I got back at the end
of this week from my trip down to New Mexico.
After Thanksgiving the engine on my truck went out on a pass outside of
Santa Fe and I couldn't head back until a new motor was shipped in from
Denver and installed, but in the end it actually worked out great. I
was very fortunate to find someone special who helped me out without
the least hesitation. Unfortunately I'm having problems with the new
engine as well, but I had an amazing trip and would do every part of it
all over again, without hesitation.
I have so many beautiful images that I'm actually having a hard time
going through them and editing them, there are just too many keepers!

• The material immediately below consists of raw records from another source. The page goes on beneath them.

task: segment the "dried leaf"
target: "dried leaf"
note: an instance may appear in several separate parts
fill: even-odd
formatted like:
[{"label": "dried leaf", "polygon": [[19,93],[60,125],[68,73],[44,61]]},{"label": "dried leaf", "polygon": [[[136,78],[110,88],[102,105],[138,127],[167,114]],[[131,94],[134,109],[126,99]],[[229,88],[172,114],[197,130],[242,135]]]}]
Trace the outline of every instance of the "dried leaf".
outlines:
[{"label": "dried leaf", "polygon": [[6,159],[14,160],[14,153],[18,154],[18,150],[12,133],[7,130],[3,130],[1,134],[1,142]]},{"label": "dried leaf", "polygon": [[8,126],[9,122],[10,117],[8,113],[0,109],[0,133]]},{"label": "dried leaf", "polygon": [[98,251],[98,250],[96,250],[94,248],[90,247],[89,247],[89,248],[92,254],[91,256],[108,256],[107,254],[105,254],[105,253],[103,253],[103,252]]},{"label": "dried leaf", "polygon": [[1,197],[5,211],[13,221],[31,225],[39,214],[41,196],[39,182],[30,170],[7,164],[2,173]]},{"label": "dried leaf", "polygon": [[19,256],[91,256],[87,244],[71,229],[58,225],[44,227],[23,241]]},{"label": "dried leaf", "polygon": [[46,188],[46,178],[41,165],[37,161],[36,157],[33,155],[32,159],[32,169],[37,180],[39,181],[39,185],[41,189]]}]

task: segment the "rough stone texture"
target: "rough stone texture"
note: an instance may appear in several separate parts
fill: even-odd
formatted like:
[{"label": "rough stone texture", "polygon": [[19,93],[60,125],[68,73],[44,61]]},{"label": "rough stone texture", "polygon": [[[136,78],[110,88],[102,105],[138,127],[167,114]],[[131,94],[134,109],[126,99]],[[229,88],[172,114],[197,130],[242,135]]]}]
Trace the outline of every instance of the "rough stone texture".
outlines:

I'm afraid that for the next couple of days you might be inundated with
some of these images...
Some of you are already aware that I'm working on a project on North
American Migrations. The work from this trip was primarily for that
project. I was in Bosque del Apache Wildlife Refuge. The refuge is
roughly 70 miles south of Albuquerque and just outside of San Antonio,
NM. The refuge straddles the Rio Grande and has a chain of pools, much
like the Seeney Wildlife Refuge in Michigan's upper peninsula. The
surrounding land is dessert with the Chupadera Mountains on the west
and the San Pascual Mountains on the east. So in a very real sense it
is an oasis for wildlife.
While I was in the refuge there were 17,000 snow geese and 10,000 sand
hill cranes. There is a large mix of other birds, but the snow geese
and cranes steal the show...
Each day the Snow Geese "blast off" before the sun
rises. They head out to other pools on the periphery of the refuge
where they rest for a while and then head to feeding grounds. The sight
is spectacular, you can't really comprehend the experience without
hearing the geese as their excitement builds and then they take off in
mass and you are surrounded by thousands of birds. I went into town
after the second day and bought a digital sound recorder so that you
can hear the sound. Later this week I'll try to put some of the sounds
in another Field Notes.
Once the geese are gone the sand hill cranes have the main pool to
themselves. They wake up a lot slower than the geese and are not active
until the sun rises. They seemed to take little strolls in the pools to
stretch their legs before the finally flew off for the fields that the
refuge maintains for feeding the birds.
This is one of the secondary pools that the geese fly to after coming
out of the main pool first thing in the morning. Wave upon wave of
geese join the cranes that spend the night on the pool. Then there is
another version of the blast off as the geese lift up and fly off to
the feeding grounds. Every morning that I witnessed this a feeling of
awe and joy washed over me. When we see a handful or flock of birds
migrating south it's an event that we notice as part of the changing
seasons. But when you are in the midst of thousands and thousands of
birds that have journeyed across a significant part of the face of the
earth you begin to comprehend that you are standing at a focal point of
a phenomena of global scale, an epic story that is written across the
face of the earth, year after year, for thousands of years.
At the end of the day the cranes would fly out of the feeding areas
into the shallow pools where they feel safest during the night.
On the
evenings when everything came together you could see birds flying and
wading through the last brilliant colors of the day with the mountains
in the background. On this particular evening a friend and I sat next
to each other and just silently listened to the conversations of the
cranes and watched the occasional flight of a late goose coming in as
the light faded. I don't think there is any better way to describe this
other than to say that it was magical. It is exactly moments like that
when I feel most alive and filled with joy.